Identify What You Enjoy and Do It
While play and fun are prioritized in childhood, often adults forget to
find activities they enjoy. Making intentional time for new or old hobbies,
volunteering in your community, or spending time with loved ones is so
important for your mental health. And making time for fun and family now,
before seasonal depression begins, will make it easier to keep the winter
Set a Schedule and Stick to It
Because SAD can often disrupt sleep, setting a consistent bedtime and waking
up consistently will help your body adjust to oncoming seasonal changes.
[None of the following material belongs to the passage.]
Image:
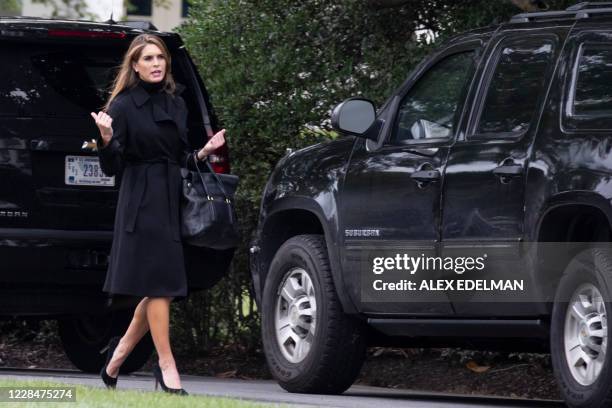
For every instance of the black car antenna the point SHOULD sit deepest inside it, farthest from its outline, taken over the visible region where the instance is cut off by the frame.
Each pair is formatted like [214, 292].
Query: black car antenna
[110, 20]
Try unplugging from technology an hour before bed by reading a book or
enjoying a warm cup of chamomile tea, to get yourself prepared for a good
night’s rest. Additionally, using the snooze function on your alarm
can confuse your body’s internal clock, making it more difficult
to wake up and start your day.
Prioritize Natural Light
Throughout your day, do your best to get exposure to daylight to optimize
your body’s vitamin D production. Vitamin D doesn’t just keep
your bones, muscles and heart healthy, it also boosts your mood and can
combat the effects of depression. Go for a walk outdoors, open the blinds
in your home or work space, and find ways to spend time in the sun (don’t
forget the sunscreen!). Getting more natural light, even with one of the
many in-home, full spectrum light products available, will help your body
produce more vitamin D and help regulate your body’s natural circadian rhythms.
Talk to Your Doctor
Depression is a serious mental health condition that should never be ignored.
Regardless of season, if you are finding yourself feeling anxious, hopeless,
losing interest in activities that previously gave you joy, or experiencing
sadness and mood swings, it is important to reach out to someone who can
help. Your primary care physician is a great place to start and can connect
you to the mental health experts and resources you need.